- Genre: News
- Presented by: Peter Jennings
- Country of origin: United States

Production
- Production company: PJ Productions

Original release
- Network: ABC
- Release: January 24, 1990 – December 15, 2005

= Peter Jennings Reporting =

American television series

Peter Jennings Reporting was a continuing series of documentaries produced and hosted by ABC News anchor Peter Jennings that aired on ABC. Many of these documentaries were produced by Jennings's production company, PJ Productions, and are currently distributed in DVD format by Koch Vision. The series debuted in 1990.

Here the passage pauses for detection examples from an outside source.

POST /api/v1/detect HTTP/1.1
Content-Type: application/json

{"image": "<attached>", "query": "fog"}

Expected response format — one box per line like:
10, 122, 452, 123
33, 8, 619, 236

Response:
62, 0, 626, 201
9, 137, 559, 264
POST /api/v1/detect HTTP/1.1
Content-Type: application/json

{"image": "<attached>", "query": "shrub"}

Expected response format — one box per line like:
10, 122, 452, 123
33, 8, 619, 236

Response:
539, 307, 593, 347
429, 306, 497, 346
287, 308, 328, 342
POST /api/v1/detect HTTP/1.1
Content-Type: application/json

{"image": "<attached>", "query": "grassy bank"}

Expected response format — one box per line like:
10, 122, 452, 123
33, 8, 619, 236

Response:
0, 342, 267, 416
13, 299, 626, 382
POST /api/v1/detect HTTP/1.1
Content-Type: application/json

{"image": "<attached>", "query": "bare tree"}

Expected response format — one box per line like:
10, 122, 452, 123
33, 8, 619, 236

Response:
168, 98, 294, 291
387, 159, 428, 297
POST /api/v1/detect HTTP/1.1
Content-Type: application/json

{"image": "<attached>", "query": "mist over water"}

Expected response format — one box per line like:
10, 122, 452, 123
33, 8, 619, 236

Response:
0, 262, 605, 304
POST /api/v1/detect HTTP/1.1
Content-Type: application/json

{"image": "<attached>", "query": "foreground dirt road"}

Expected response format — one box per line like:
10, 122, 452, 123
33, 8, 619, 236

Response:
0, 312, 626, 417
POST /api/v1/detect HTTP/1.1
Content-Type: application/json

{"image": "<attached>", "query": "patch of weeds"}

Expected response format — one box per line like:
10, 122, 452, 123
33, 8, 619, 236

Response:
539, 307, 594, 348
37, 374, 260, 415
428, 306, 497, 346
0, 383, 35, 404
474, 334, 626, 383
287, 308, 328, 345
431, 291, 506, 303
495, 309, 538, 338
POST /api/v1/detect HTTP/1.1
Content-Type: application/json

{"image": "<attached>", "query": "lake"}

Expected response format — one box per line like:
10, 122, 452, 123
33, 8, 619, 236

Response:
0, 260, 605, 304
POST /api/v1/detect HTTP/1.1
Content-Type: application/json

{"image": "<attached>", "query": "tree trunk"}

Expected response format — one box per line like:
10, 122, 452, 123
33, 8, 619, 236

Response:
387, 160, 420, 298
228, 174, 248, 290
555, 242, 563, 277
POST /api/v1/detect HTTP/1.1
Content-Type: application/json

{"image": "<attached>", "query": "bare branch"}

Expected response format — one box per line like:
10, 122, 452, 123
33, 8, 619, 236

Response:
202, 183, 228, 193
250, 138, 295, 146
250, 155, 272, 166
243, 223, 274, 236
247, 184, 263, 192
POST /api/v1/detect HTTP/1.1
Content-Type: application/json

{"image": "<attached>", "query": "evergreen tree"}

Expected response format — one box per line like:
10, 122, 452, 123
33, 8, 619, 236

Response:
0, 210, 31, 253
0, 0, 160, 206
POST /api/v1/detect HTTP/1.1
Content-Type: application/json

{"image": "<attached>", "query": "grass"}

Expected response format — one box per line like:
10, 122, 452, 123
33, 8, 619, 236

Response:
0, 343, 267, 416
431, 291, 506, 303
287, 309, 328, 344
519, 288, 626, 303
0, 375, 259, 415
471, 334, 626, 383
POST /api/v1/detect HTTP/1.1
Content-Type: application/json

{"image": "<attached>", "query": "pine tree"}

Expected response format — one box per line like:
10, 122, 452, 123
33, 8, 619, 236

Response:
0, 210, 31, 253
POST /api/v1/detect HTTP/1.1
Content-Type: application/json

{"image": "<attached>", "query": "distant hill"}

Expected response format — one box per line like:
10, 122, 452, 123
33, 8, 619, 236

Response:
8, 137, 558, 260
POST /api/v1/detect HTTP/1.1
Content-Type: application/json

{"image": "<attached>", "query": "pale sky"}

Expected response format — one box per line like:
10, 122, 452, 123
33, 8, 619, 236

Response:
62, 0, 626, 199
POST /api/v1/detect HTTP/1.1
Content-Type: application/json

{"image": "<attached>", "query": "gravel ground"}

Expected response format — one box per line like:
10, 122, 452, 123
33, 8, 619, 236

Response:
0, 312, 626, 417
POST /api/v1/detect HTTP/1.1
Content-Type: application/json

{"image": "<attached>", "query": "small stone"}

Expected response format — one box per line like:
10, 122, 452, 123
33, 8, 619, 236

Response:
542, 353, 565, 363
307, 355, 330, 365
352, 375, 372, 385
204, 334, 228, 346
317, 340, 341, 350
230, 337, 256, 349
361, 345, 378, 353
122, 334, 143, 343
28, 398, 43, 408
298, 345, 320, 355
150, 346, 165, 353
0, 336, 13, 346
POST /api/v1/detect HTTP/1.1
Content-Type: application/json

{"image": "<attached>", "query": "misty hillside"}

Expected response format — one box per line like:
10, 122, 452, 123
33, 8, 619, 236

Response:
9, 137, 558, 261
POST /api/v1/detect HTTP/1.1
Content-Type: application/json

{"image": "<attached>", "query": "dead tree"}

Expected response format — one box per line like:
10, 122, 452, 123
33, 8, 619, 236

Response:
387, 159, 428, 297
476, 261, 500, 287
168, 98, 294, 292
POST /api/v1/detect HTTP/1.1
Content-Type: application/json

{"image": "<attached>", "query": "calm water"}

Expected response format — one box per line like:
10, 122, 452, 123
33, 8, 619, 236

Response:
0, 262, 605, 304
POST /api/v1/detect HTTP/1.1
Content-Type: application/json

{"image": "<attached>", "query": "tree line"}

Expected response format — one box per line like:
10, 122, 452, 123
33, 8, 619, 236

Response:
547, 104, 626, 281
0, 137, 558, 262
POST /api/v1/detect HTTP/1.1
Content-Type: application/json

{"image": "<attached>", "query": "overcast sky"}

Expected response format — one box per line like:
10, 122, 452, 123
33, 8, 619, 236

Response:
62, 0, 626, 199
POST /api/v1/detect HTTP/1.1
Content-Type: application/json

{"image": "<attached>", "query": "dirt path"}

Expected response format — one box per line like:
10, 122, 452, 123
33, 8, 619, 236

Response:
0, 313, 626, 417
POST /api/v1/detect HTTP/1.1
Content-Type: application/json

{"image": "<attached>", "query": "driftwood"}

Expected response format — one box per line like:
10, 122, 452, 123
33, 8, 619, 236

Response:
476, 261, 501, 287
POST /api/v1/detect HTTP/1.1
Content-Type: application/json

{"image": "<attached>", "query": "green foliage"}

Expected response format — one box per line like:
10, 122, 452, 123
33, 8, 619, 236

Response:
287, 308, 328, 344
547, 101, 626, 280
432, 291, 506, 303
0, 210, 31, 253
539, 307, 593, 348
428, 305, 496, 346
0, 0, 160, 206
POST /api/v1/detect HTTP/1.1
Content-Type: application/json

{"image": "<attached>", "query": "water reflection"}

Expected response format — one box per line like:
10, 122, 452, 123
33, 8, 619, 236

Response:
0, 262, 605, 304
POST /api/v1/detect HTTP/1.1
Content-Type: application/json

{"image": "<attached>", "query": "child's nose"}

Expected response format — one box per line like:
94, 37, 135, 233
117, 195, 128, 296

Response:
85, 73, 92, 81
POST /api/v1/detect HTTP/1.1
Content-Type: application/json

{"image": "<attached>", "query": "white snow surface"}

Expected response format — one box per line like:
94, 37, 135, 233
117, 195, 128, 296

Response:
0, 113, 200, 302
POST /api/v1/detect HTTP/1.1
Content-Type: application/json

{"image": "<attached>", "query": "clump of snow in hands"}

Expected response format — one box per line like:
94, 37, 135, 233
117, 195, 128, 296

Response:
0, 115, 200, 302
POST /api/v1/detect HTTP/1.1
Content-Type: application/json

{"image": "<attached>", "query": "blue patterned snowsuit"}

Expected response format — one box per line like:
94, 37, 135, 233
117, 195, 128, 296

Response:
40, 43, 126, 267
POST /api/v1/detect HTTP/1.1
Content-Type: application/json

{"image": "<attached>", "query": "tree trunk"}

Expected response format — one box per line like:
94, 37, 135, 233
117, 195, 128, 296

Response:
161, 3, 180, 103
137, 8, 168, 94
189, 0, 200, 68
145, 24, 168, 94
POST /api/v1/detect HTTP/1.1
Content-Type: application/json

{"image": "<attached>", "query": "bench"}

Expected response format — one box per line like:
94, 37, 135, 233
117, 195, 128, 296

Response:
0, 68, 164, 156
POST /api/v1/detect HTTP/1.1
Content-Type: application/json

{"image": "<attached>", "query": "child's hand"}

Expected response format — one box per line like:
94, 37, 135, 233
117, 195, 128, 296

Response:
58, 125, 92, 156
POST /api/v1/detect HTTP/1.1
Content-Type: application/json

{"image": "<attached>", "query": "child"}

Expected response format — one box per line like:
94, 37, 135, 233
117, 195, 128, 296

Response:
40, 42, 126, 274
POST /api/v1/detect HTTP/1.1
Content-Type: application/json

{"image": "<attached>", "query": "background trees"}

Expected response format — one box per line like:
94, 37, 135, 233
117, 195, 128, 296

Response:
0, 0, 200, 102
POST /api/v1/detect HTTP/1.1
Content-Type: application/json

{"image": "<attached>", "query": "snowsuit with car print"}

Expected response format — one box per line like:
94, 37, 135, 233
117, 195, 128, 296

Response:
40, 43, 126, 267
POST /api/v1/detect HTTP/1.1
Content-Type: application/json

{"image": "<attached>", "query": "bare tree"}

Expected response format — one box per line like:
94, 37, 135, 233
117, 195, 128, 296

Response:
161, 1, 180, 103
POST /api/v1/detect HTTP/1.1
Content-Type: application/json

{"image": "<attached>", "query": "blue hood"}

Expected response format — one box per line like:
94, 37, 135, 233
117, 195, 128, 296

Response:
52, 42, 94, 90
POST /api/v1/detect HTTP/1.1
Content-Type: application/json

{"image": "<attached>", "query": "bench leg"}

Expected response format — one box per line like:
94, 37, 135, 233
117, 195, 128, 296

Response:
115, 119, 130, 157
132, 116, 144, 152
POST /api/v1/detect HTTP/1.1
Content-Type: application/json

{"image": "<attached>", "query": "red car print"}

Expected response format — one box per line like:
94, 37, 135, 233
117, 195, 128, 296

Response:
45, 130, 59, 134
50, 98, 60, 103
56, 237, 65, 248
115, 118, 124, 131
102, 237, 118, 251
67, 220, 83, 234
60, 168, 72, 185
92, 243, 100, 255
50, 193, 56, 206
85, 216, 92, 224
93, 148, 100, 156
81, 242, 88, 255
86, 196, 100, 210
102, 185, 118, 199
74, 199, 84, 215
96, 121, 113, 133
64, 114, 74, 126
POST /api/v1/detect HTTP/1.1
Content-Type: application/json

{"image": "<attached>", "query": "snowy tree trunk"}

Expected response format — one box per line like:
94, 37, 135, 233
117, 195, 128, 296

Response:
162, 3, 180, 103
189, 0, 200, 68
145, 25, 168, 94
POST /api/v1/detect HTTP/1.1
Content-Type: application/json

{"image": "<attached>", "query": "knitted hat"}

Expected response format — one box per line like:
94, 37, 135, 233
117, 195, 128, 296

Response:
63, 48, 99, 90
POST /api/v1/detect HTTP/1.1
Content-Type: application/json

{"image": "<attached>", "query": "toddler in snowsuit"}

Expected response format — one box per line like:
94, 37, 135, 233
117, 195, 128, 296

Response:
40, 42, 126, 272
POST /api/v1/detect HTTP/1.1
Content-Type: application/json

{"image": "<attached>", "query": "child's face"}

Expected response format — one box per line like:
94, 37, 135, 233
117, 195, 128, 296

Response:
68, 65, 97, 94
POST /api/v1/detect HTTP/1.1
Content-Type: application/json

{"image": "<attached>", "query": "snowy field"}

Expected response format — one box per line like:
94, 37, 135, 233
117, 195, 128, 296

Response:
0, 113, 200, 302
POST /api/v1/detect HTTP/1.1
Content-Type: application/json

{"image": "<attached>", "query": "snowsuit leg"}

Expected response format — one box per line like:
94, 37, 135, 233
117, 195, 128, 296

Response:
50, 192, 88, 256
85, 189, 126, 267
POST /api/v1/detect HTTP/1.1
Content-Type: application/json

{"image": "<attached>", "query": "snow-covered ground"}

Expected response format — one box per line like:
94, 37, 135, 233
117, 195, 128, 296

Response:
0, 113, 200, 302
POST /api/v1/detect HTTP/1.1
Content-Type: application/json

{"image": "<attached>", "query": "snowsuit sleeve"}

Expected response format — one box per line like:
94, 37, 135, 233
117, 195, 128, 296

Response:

Documentaries include The Search for Jesus in 2000 and Jesus and Paul — the Word and the Witness in 2004. International news was also a focus of these documentaries, covering the tense relations between India and Pakistan, the conflict in Bosnia, the crisis in Haiti, the war in Iraq, and the drug trade in Central and South America. Important domestic issues also reported were gun control policy, the politics of abortion, the crisis in funding for the arts and a highly praised chronicle of the accused bombers of Oklahoma City. The series earned many awards, including the 2004 Edward R. Murrow award for best documentary for The Kennedy Assassination — Beyond Conspiracy.

==Awards==
- Peter Jennings Reporting won Peabody Awards in 1990 for Guns and 1995 for Hiroshima - Why the Bomb was Dropped.
- Peter Jennings Reporting won Alfred I. duPont–Columbia University Awards in 1991 for From the Killing Fields, 1992 for A Line in the Sand: War or Peace?, and 1995 for While America Watched--The Bosnia Tragedy.